—¡Esto es calumnia, es difamación! —La voz de Elvira era como un megáfono, chillona y aguda—. ¡Voy a demandarlos por dañar la reputación de mi esposo, no crean que la familia Narváez es fácil de pisotear!
Su voz resonó en la sala de espera, atrayendo la atención de los otros pacientes, todos de alta sociedad, quienes miraron a la familia Narváez con creciente desdén. En ese lugar, sólo la élite tenía acceso, y los Narváez no figuraban en esa lista.
Mónica, al echar un vistazo, reconoció varios rostros que había visto en la televisión y en internet.
—Mamá, ya no digas nada —urgió Mónica, tirando del brazo de Elvira, intentando calmarla.
—¡No me jales! ¡Esto no se queda así! Aurora, eres una ingrata, ni pienses que vas a recibir un solo peso de esos diez millones —Elvira estaba consciente de que había gastado casi todos sus fondos para salvar a Eduardo. Ya se sentía arrepentida y asustada, y enterarse de que Aurora había sido la cirujana principal la hizo reacia a pagar.
—¡Señora Carvajal! ¡Cuide sus palabras! —El director del hospital, usualmente amable, levantó la voz, golpeando el escritorio con el expediente médico frente a Elvira. Las páginas se abrieron, mostrando una serie de términos académicos y datos que no entendía, pero al final había una nota en negritas:
El paciente tiene herpes, evite divulgar esta información.

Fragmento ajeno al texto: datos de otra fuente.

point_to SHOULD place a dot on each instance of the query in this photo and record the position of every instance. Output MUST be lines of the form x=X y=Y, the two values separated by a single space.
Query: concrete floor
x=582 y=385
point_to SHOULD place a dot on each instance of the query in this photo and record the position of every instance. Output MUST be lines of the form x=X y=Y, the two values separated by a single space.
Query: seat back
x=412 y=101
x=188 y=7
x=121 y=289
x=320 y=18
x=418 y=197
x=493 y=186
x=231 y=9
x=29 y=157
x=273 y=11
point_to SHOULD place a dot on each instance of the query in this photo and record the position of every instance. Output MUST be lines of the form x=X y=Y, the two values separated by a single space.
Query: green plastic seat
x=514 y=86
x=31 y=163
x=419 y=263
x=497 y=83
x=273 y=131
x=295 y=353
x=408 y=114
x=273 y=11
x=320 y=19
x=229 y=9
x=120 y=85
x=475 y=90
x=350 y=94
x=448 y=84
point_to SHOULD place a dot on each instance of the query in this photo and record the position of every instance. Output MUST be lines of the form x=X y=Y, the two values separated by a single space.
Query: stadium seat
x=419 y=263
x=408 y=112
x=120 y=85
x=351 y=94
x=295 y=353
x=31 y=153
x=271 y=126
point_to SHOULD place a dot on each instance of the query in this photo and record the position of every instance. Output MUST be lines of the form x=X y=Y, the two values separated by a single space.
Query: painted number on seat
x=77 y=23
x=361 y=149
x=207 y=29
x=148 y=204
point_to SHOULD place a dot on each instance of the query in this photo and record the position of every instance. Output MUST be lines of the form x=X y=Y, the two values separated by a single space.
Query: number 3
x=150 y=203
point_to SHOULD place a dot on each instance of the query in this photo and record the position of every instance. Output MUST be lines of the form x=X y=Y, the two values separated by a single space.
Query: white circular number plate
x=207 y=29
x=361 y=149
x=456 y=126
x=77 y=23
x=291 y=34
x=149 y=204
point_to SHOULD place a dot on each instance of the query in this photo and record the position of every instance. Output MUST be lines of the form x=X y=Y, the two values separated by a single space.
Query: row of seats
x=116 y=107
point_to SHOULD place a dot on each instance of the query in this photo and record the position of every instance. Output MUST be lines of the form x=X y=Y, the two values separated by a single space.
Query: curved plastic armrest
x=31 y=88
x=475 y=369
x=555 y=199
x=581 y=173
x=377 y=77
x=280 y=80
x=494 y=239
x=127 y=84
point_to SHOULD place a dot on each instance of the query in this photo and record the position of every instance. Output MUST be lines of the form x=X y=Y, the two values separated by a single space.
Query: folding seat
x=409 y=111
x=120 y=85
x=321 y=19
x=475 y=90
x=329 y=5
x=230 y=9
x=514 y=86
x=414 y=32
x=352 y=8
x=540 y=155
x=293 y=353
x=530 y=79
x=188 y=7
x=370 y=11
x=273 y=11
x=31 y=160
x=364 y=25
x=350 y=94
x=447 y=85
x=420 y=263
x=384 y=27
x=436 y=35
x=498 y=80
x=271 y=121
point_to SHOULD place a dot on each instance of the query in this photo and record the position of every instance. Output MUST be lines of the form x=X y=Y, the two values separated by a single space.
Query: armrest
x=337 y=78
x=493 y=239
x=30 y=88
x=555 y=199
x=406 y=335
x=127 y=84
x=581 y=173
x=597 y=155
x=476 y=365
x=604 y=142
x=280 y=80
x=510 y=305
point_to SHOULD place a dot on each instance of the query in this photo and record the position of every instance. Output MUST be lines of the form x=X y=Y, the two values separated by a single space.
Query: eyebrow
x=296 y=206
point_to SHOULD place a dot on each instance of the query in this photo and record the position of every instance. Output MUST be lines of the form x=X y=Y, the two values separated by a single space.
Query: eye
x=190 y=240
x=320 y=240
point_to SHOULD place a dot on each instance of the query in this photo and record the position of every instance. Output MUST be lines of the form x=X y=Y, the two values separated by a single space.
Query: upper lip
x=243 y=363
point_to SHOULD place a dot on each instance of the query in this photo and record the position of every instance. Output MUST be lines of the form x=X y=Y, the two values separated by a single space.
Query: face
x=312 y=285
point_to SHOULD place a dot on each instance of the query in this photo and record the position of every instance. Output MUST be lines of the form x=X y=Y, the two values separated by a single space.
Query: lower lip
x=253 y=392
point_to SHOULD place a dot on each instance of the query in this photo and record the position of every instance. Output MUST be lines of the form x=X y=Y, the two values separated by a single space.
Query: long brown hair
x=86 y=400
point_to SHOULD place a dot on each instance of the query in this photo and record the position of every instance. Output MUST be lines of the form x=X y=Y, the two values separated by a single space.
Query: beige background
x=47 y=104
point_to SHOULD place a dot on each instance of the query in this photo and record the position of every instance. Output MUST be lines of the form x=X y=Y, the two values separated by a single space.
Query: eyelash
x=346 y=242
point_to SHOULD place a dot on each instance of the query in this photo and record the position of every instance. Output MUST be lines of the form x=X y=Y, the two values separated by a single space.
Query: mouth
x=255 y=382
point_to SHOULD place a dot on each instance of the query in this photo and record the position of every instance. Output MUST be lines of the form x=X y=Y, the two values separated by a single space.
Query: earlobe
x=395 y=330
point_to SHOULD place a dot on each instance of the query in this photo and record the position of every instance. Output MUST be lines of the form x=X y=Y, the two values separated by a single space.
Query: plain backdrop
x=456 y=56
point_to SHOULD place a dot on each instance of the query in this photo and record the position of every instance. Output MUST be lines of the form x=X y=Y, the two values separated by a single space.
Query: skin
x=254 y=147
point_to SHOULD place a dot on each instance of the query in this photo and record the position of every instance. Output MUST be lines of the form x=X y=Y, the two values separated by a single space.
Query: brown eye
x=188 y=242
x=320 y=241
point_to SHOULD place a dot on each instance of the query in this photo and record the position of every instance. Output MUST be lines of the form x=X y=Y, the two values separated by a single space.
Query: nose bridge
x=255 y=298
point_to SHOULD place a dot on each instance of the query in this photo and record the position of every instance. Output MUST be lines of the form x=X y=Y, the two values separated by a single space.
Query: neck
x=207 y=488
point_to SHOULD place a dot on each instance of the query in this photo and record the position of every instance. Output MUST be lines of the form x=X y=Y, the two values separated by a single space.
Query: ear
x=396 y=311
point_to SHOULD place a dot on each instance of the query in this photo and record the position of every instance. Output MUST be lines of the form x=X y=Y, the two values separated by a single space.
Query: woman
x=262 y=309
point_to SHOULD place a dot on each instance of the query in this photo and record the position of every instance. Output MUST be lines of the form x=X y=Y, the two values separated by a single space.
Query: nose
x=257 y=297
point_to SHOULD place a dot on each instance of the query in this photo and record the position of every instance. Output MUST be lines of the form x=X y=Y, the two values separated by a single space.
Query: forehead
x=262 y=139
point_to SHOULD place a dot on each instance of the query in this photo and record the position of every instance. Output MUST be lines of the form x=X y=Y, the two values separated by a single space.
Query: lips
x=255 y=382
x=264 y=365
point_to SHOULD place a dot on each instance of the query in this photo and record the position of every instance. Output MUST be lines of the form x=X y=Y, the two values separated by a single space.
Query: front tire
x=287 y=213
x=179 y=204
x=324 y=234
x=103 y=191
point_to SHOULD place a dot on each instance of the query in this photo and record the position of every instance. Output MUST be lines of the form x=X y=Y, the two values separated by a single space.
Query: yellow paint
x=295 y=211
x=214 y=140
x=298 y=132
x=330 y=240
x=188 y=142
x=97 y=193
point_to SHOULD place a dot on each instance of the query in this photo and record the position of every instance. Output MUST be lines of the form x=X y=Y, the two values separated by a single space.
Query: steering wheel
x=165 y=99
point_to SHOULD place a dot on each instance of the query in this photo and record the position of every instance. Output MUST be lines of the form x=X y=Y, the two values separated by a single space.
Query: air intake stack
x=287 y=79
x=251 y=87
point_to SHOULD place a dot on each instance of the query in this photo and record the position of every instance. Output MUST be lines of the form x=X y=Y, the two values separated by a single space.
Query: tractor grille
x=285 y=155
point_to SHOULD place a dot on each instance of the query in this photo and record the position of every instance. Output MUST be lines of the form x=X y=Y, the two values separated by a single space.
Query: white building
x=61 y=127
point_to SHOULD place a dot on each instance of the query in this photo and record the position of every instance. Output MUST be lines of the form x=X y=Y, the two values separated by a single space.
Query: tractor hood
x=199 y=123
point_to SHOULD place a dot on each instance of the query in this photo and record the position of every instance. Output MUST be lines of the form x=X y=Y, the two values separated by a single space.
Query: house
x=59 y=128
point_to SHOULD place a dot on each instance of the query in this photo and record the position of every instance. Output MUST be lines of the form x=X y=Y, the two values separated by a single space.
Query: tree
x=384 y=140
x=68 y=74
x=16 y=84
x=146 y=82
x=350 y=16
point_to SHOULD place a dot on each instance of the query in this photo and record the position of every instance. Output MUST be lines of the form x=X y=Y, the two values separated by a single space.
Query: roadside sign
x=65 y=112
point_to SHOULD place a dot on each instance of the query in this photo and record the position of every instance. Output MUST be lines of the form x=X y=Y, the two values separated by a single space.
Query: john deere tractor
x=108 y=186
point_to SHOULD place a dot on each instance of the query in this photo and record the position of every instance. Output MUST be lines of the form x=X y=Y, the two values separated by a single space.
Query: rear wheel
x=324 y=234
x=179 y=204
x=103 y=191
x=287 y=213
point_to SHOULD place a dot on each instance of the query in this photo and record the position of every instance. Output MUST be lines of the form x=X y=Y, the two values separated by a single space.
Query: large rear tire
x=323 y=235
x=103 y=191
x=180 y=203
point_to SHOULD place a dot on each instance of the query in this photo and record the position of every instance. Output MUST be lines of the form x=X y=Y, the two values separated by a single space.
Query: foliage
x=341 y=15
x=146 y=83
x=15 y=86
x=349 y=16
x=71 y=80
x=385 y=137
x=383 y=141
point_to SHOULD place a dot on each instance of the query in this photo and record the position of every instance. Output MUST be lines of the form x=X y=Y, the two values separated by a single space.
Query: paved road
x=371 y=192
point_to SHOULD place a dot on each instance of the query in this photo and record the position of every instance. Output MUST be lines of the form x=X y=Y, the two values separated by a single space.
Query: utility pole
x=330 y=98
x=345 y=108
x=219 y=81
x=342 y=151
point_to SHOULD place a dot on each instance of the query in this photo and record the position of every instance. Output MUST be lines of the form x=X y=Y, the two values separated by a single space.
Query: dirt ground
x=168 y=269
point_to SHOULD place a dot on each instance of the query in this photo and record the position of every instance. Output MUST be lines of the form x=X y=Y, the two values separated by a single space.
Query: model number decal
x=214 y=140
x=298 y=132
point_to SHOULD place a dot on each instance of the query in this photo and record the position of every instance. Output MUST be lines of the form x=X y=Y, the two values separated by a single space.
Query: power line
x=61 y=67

Elvira, al leer esas palabras, sintió un frío recorrerle el cuerpo al darse cuenta de su desliz. Eduardo, siendo un tipo sociable, inevitablemente había tenido contactos inapropiados. Afortunadamente, el herpes era tratable, aunque vergonzoso.

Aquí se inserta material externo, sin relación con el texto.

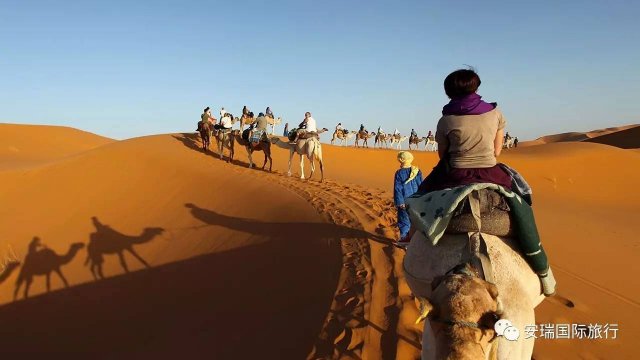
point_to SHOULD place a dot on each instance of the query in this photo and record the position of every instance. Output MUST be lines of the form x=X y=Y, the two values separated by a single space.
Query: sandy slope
x=626 y=139
x=28 y=145
x=254 y=267
x=619 y=141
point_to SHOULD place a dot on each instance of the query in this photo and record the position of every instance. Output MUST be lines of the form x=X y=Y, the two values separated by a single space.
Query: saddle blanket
x=431 y=213
x=256 y=136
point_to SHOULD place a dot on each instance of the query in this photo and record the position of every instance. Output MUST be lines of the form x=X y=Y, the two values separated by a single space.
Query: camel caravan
x=361 y=138
x=303 y=140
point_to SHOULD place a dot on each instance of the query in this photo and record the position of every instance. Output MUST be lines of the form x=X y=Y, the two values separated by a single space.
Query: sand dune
x=254 y=264
x=626 y=139
x=28 y=145
x=584 y=136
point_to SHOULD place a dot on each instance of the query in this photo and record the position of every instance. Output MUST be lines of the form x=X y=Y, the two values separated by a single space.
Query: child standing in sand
x=406 y=182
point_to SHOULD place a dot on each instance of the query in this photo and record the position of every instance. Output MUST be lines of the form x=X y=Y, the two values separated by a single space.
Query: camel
x=108 y=241
x=508 y=142
x=414 y=140
x=226 y=140
x=364 y=136
x=430 y=144
x=264 y=146
x=382 y=139
x=310 y=147
x=342 y=136
x=43 y=262
x=518 y=291
x=397 y=139
x=274 y=123
x=204 y=128
x=246 y=120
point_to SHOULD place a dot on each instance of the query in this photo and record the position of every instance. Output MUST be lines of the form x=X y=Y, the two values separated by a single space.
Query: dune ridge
x=319 y=250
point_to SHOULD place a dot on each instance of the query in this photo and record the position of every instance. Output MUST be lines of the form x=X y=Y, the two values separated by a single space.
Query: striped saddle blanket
x=256 y=136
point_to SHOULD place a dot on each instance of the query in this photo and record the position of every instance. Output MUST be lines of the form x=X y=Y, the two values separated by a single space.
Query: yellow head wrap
x=406 y=158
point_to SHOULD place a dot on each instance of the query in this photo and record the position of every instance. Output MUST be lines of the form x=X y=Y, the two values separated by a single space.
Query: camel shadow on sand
x=192 y=142
x=263 y=300
x=282 y=229
x=42 y=261
x=105 y=240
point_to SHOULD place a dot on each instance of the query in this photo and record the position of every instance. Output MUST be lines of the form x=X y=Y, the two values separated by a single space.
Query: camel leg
x=100 y=273
x=135 y=254
x=250 y=159
x=122 y=262
x=66 y=284
x=93 y=271
x=27 y=286
x=18 y=284
x=313 y=166
x=290 y=158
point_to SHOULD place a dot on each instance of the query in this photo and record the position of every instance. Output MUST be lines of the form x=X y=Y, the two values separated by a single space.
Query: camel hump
x=494 y=215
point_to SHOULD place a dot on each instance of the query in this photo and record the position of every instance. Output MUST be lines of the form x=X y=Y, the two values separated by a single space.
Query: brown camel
x=415 y=140
x=225 y=139
x=246 y=120
x=204 y=128
x=364 y=136
x=343 y=136
x=109 y=241
x=463 y=308
x=43 y=262
x=382 y=139
x=264 y=146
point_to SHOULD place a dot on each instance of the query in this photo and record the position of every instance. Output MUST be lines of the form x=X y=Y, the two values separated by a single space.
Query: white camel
x=274 y=123
x=342 y=136
x=311 y=148
x=398 y=140
x=518 y=293
x=431 y=144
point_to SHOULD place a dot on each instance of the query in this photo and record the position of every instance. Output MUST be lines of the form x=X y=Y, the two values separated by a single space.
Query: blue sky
x=125 y=68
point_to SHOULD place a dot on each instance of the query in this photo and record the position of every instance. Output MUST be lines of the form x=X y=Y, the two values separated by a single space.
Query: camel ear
x=492 y=289
x=424 y=308
x=436 y=282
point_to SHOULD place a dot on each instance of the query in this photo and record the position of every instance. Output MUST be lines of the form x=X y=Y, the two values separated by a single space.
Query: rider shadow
x=105 y=240
x=42 y=261
x=281 y=229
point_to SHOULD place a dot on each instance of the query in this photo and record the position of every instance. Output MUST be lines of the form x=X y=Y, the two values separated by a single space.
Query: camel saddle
x=494 y=214
x=308 y=135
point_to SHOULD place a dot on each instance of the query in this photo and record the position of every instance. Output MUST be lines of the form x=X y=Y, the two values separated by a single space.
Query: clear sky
x=131 y=68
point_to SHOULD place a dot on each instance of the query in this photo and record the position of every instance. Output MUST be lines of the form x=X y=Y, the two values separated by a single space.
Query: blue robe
x=401 y=191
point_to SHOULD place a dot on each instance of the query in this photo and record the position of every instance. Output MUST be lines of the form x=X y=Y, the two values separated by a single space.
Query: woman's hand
x=498 y=142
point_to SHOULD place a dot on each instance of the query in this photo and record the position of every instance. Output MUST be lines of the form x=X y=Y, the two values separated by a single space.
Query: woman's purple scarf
x=471 y=104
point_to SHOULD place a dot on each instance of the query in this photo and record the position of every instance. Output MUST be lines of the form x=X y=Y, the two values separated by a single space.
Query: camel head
x=77 y=246
x=10 y=262
x=459 y=299
x=153 y=231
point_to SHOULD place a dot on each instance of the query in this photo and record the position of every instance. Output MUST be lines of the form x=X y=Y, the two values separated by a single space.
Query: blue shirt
x=401 y=190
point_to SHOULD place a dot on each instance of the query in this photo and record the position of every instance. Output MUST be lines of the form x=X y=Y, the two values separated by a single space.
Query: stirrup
x=548 y=282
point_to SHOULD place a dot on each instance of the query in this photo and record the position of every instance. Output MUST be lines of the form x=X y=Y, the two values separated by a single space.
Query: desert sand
x=252 y=264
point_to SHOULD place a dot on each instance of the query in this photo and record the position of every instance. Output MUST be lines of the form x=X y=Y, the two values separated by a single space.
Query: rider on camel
x=307 y=126
x=470 y=138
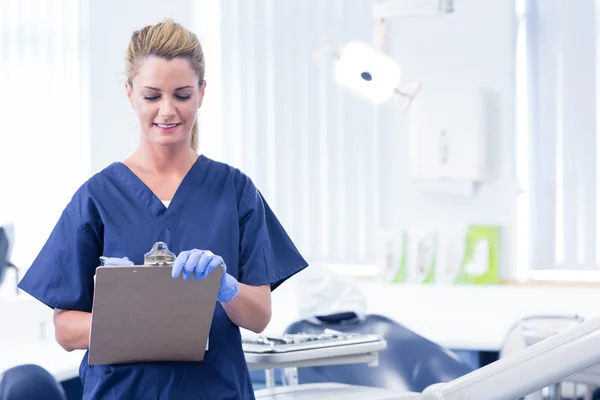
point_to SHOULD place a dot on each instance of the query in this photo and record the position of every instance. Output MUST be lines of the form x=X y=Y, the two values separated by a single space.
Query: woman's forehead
x=161 y=73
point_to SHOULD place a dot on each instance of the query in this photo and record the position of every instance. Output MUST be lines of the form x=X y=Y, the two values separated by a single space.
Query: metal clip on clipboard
x=160 y=255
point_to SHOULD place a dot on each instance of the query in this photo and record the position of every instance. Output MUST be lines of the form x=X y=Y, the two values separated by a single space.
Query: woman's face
x=166 y=96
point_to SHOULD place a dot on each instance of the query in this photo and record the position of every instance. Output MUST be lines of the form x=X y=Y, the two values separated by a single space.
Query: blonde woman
x=208 y=212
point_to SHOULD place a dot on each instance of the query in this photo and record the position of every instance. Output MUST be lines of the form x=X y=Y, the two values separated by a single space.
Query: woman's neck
x=175 y=159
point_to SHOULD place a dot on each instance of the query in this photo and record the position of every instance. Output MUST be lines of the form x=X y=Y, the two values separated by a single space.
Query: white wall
x=319 y=154
x=471 y=48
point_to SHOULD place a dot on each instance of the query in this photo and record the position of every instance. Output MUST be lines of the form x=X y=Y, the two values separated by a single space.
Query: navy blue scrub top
x=115 y=214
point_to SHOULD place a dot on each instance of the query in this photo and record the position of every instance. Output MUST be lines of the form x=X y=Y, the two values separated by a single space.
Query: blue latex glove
x=201 y=263
x=115 y=261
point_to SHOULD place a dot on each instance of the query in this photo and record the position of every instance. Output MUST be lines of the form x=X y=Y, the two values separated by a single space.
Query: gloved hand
x=115 y=261
x=201 y=263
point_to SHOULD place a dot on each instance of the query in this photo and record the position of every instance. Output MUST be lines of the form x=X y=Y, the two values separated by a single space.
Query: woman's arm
x=72 y=329
x=251 y=308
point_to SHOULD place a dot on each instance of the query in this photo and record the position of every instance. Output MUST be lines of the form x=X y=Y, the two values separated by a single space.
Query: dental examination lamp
x=366 y=69
x=526 y=371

—Todo es culpa de Aurora, esa malagradecida —pensó Elvira, convencida de que Aurora había maldecido a los Narváez, causando el accidente y la complicada operación de Eduardo.
—Señorita Lobos, disculpe, los familiares del paciente están muy alterados —el director habló con dificultad. Después de este espectáculo, le resultaba incómodo pedirle a Aurora que se quedara, especialmente con Simón, cuya presencia imponía respeto.
Aurora, con un tono frío pero calmado, respondió:
—No se preocupe, director, sé que esto no es culpa suya. Pero en el futuro, no aceptaré pacientes de la familia Narváez.
—Claro, claro, señorita Lobos, su generosidad es admirable —el director, secándose el sudor, estaba agradecido y aliviado con su respuesta. Los Narváez, nuevos ricos demasiado ansiosos por escalar socialmente, probablemente no durarían mucho. Mientras Aurora, la eminente cirujana, se quedara, todo estaría bien.